评估大语言模型将腰椎影像报告简化为面向患者文本的能力：一项关于GPT-4的初步研究

Assessing the ability of large language models to simplify lumbar spine imaging reports into patient-facing text: a pilot study of GPT-4.

作者信息

Khazanchi Rushmin, Chen Austin R, Desai Parth, Herrera Daniel, Staub Jacob R, Follett Matthew A, Krushelnytskyy Mykhaylo, Kemeny Hanna, Hsu Wellington K, Patel Alpesh A, Divi Srikanth N

机构信息

Feinberg School of Medicine, Northwestern University, 676 N. St. Clair Street, Suite 1350, Chicago, IL, 60611, USA.

Department of Orthopaedic Surgery, Northwestern University, Chicago, IL, USA.

出版信息

Skeletal Radiol. 2025 Sep 9. doi: 10.1007/s00256-025-05027-9.
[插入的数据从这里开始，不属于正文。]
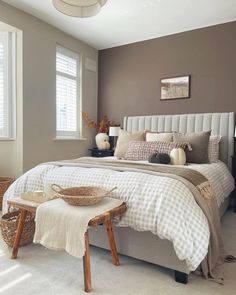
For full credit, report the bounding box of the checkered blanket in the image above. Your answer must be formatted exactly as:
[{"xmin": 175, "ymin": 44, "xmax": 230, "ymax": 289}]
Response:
[{"xmin": 3, "ymin": 158, "xmax": 233, "ymax": 271}]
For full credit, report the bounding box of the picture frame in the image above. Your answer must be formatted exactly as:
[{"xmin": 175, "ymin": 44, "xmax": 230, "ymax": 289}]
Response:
[{"xmin": 160, "ymin": 75, "xmax": 191, "ymax": 100}]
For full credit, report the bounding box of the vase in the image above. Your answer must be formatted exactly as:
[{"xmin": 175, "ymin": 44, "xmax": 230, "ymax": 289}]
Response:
[{"xmin": 95, "ymin": 133, "xmax": 109, "ymax": 149}]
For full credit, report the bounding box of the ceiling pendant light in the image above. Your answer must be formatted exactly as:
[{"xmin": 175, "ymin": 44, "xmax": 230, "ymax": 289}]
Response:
[{"xmin": 52, "ymin": 0, "xmax": 107, "ymax": 18}]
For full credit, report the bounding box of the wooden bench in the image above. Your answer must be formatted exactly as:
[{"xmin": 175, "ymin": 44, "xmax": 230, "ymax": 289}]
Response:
[{"xmin": 8, "ymin": 198, "xmax": 127, "ymax": 292}]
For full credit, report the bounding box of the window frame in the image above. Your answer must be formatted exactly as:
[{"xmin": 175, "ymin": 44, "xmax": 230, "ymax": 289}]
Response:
[
  {"xmin": 55, "ymin": 44, "xmax": 83, "ymax": 140},
  {"xmin": 0, "ymin": 31, "xmax": 17, "ymax": 141}
]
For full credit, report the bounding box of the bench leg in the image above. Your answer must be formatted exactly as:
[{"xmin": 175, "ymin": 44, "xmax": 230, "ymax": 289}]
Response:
[
  {"xmin": 83, "ymin": 231, "xmax": 91, "ymax": 292},
  {"xmin": 11, "ymin": 209, "xmax": 27, "ymax": 259},
  {"xmin": 105, "ymin": 219, "xmax": 120, "ymax": 266},
  {"xmin": 175, "ymin": 270, "xmax": 188, "ymax": 284}
]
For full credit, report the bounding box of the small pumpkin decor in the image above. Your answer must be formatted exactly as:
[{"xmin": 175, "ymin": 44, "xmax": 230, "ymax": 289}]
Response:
[
  {"xmin": 148, "ymin": 152, "xmax": 170, "ymax": 164},
  {"xmin": 170, "ymin": 148, "xmax": 186, "ymax": 165},
  {"xmin": 98, "ymin": 140, "xmax": 110, "ymax": 150}
]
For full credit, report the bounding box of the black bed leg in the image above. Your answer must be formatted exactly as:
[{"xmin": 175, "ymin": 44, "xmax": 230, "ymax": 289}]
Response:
[{"xmin": 175, "ymin": 270, "xmax": 188, "ymax": 284}]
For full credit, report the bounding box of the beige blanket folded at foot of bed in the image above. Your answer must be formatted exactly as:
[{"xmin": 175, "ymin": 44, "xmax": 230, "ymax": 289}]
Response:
[{"xmin": 34, "ymin": 197, "xmax": 123, "ymax": 257}]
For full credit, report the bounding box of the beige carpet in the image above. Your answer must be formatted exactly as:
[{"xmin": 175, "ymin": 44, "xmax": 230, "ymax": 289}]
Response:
[{"xmin": 0, "ymin": 211, "xmax": 236, "ymax": 295}]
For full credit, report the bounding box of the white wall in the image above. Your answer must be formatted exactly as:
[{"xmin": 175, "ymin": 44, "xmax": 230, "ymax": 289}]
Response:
[{"xmin": 0, "ymin": 1, "xmax": 98, "ymax": 175}]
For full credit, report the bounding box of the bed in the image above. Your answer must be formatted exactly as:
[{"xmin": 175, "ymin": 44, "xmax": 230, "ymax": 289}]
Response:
[{"xmin": 3, "ymin": 113, "xmax": 234, "ymax": 283}]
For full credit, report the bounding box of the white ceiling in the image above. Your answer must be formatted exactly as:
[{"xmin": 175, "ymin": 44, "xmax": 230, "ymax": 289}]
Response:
[{"xmin": 4, "ymin": 0, "xmax": 236, "ymax": 49}]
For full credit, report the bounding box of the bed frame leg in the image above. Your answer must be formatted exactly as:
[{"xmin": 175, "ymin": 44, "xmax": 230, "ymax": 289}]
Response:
[{"xmin": 175, "ymin": 270, "xmax": 188, "ymax": 284}]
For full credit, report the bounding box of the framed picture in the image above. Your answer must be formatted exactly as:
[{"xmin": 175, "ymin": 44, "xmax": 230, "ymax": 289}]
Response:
[{"xmin": 161, "ymin": 75, "xmax": 191, "ymax": 100}]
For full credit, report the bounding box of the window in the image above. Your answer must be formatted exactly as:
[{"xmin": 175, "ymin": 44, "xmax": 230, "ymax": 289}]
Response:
[
  {"xmin": 0, "ymin": 32, "xmax": 16, "ymax": 139},
  {"xmin": 56, "ymin": 46, "xmax": 80, "ymax": 138}
]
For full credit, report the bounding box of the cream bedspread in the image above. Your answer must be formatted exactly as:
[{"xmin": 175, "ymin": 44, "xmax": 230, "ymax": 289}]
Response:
[{"xmin": 3, "ymin": 158, "xmax": 234, "ymax": 271}]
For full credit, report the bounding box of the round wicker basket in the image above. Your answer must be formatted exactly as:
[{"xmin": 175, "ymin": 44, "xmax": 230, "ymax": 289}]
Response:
[
  {"xmin": 0, "ymin": 177, "xmax": 15, "ymax": 210},
  {"xmin": 52, "ymin": 184, "xmax": 116, "ymax": 206},
  {"xmin": 0, "ymin": 211, "xmax": 35, "ymax": 247}
]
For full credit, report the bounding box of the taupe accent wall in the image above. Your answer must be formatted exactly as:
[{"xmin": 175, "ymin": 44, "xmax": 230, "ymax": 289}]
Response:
[
  {"xmin": 0, "ymin": 1, "xmax": 98, "ymax": 176},
  {"xmin": 98, "ymin": 22, "xmax": 236, "ymax": 123}
]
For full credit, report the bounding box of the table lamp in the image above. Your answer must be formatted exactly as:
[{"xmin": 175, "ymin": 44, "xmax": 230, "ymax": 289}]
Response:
[{"xmin": 109, "ymin": 126, "xmax": 120, "ymax": 150}]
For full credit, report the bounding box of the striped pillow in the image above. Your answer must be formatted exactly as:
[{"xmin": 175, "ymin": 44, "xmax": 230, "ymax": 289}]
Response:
[{"xmin": 125, "ymin": 141, "xmax": 188, "ymax": 161}]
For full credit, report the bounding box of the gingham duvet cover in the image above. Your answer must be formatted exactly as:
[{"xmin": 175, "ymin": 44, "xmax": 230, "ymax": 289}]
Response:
[{"xmin": 3, "ymin": 158, "xmax": 234, "ymax": 271}]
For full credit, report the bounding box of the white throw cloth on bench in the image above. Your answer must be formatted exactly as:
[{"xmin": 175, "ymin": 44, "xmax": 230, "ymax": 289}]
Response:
[{"xmin": 34, "ymin": 197, "xmax": 123, "ymax": 257}]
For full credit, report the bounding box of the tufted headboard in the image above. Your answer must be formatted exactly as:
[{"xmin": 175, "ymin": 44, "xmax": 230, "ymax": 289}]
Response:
[{"xmin": 124, "ymin": 113, "xmax": 235, "ymax": 168}]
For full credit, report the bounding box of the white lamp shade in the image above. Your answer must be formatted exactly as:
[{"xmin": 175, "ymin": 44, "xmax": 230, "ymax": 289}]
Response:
[
  {"xmin": 52, "ymin": 0, "xmax": 107, "ymax": 18},
  {"xmin": 109, "ymin": 126, "xmax": 120, "ymax": 137}
]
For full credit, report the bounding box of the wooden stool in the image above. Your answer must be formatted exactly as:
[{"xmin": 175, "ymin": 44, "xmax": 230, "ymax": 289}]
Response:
[{"xmin": 7, "ymin": 198, "xmax": 127, "ymax": 292}]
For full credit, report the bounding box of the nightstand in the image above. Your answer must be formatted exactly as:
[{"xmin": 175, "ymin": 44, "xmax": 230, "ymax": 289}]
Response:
[
  {"xmin": 89, "ymin": 148, "xmax": 114, "ymax": 158},
  {"xmin": 231, "ymin": 156, "xmax": 236, "ymax": 212}
]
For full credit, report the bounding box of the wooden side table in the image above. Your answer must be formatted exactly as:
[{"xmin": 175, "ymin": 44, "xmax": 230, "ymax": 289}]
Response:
[
  {"xmin": 231, "ymin": 156, "xmax": 236, "ymax": 212},
  {"xmin": 7, "ymin": 198, "xmax": 127, "ymax": 292},
  {"xmin": 89, "ymin": 148, "xmax": 114, "ymax": 158}
]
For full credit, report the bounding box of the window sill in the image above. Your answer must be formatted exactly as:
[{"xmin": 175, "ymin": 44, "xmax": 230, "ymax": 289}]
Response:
[
  {"xmin": 0, "ymin": 138, "xmax": 16, "ymax": 141},
  {"xmin": 53, "ymin": 136, "xmax": 87, "ymax": 141}
]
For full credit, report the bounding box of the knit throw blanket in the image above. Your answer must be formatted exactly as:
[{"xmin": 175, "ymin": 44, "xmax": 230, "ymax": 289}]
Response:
[{"xmin": 48, "ymin": 157, "xmax": 236, "ymax": 284}]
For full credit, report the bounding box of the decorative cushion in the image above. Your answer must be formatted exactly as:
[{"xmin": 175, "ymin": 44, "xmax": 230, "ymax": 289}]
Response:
[
  {"xmin": 208, "ymin": 135, "xmax": 221, "ymax": 163},
  {"xmin": 114, "ymin": 129, "xmax": 145, "ymax": 158},
  {"xmin": 173, "ymin": 131, "xmax": 211, "ymax": 164},
  {"xmin": 125, "ymin": 141, "xmax": 188, "ymax": 161},
  {"xmin": 146, "ymin": 132, "xmax": 173, "ymax": 142},
  {"xmin": 148, "ymin": 152, "xmax": 170, "ymax": 164}
]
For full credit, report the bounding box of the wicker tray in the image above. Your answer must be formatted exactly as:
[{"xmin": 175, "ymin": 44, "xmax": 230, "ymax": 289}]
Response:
[
  {"xmin": 52, "ymin": 184, "xmax": 116, "ymax": 206},
  {"xmin": 0, "ymin": 211, "xmax": 35, "ymax": 247},
  {"xmin": 0, "ymin": 177, "xmax": 15, "ymax": 210}
]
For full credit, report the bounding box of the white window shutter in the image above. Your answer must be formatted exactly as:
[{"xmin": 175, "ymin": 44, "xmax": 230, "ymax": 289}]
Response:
[
  {"xmin": 0, "ymin": 32, "xmax": 15, "ymax": 139},
  {"xmin": 56, "ymin": 46, "xmax": 80, "ymax": 138}
]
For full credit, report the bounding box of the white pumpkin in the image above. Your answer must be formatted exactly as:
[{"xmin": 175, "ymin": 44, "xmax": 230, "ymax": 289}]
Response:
[
  {"xmin": 98, "ymin": 140, "xmax": 110, "ymax": 150},
  {"xmin": 170, "ymin": 148, "xmax": 186, "ymax": 165}
]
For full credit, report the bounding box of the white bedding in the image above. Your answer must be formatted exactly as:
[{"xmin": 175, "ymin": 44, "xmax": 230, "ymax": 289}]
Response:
[{"xmin": 3, "ymin": 158, "xmax": 234, "ymax": 271}]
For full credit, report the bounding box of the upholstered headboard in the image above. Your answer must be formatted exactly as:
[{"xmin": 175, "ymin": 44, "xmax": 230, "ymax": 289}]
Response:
[{"xmin": 124, "ymin": 113, "xmax": 235, "ymax": 168}]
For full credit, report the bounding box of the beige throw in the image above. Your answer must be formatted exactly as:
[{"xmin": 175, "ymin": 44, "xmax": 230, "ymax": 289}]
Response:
[
  {"xmin": 34, "ymin": 197, "xmax": 123, "ymax": 257},
  {"xmin": 48, "ymin": 157, "xmax": 235, "ymax": 284}
]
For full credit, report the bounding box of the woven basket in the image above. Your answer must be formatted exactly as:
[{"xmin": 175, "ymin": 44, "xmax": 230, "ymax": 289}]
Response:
[
  {"xmin": 0, "ymin": 211, "xmax": 35, "ymax": 247},
  {"xmin": 0, "ymin": 177, "xmax": 15, "ymax": 210},
  {"xmin": 52, "ymin": 184, "xmax": 116, "ymax": 206}
]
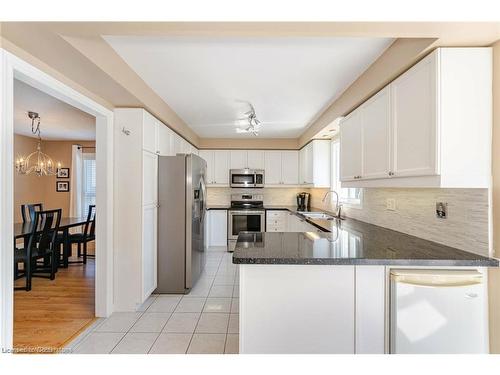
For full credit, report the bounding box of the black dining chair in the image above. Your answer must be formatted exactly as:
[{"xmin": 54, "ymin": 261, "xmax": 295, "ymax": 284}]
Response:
[
  {"xmin": 14, "ymin": 209, "xmax": 62, "ymax": 291},
  {"xmin": 69, "ymin": 204, "xmax": 96, "ymax": 264},
  {"xmin": 21, "ymin": 203, "xmax": 43, "ymax": 223}
]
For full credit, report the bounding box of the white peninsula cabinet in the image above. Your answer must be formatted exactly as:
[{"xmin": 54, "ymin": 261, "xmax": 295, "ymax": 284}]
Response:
[{"xmin": 340, "ymin": 48, "xmax": 492, "ymax": 188}]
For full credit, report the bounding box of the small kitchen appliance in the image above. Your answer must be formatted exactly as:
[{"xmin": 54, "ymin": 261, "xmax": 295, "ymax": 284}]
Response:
[
  {"xmin": 297, "ymin": 192, "xmax": 311, "ymax": 211},
  {"xmin": 227, "ymin": 194, "xmax": 266, "ymax": 251}
]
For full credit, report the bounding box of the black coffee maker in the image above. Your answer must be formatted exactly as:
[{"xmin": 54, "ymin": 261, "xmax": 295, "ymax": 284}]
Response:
[{"xmin": 297, "ymin": 192, "xmax": 311, "ymax": 211}]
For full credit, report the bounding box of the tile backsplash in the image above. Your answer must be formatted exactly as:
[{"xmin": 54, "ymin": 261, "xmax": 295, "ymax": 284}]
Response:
[{"xmin": 310, "ymin": 188, "xmax": 489, "ymax": 255}]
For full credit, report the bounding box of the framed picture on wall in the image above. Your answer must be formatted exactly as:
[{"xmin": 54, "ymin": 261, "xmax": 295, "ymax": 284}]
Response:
[
  {"xmin": 57, "ymin": 168, "xmax": 69, "ymax": 178},
  {"xmin": 56, "ymin": 181, "xmax": 69, "ymax": 193}
]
DOI:10.1007/s00256-025-05027-9

PMID:40921880

Abstract

OBJECTIVE

To assess the ability of large language models (LLMs) to accurately simplify lumbar spine magnetic resonance imaging (MRI) reports.

MATERIALS AND METHODS

Patients who underwent lumbar decompression and/or fusion surgery in 2022 at one tertiary academic medical center were queried using appropriate CPT codes. We then identified all patients with a preoperative ICD diagnosis of lumbar spondylolisthesis and extracted the latest preoperative spine MRI radiology report text. The GPT-4 API was deployed on deidentified reports with a prompt to produce translations and evaluated for accuracy and readability. An enhanced GPT prompt was constructed using high-scoring reports and evaluated on low-scoring reports.

RESULTS

Of 93 included reports, GPT effectively reduced the average reading level (11.47 versus 8.50, p < 0.001). While most reports had no accuracy issues, 34% of translations omitted at least one clinically relevant piece of information, while 6% produced a clinically significant inaccuracy in the translation. An enhanced prompt model using high scoring reports-maintained reading level while significantly improving omission rate (p < 0.0001). However, even in the enhanced prompt model, GPT made several errors regarding location of stenosis, description of prior spine surgery, and description of other spine pathologies.

CONCLUSION

GPT-4 effectively simplifies the reading level of lumbar spine MRI reports. The model tends to omit key information in its translations, which can be mitigated with enhanced prompting. Further validation in the domain of spine radiology needs to be performed to facilitate clinical integration.

摘要

目的

评估大语言模型（LLMs）准确简化腰椎磁共振成像（MRI）报告的能力。

材料与方法

使用适当的现行程序编码（CPT）查询2022年在一家三级学术医疗中心接受腰椎减压和/或融合手术的患者。然后，我们识别出所有术前国际疾病分类（ICD）诊断为腰椎滑脱的患者，并提取最新的术前脊柱MRI放射学报告文本。将GPT-4应用程序编程接口（API）部署在去识别化的报告上，通过提示生成译文，并对准确性和可读性进行评估。使用高分报告构建增强型GPT提示，并在低分报告上进行评估。

结果

在纳入的93份报告中，GPT有效地降低了平均阅读难度（11.47对8.50，p<0.001）。虽然大多数报告没有准确性问题，但34%的译文遗漏了至少一条临床相关信息，而6%的译文在翻译中产生了具有临床意义的不准确信息。使用高分报告的增强提示模型在保持阅读难度的同时，显著提高了遗漏率（p<0.0001）。然而，即使在增强提示模型中，GPT在狭窄部位、既往脊柱手术描述和其他脊柱病变描述方面仍出现了一些错误。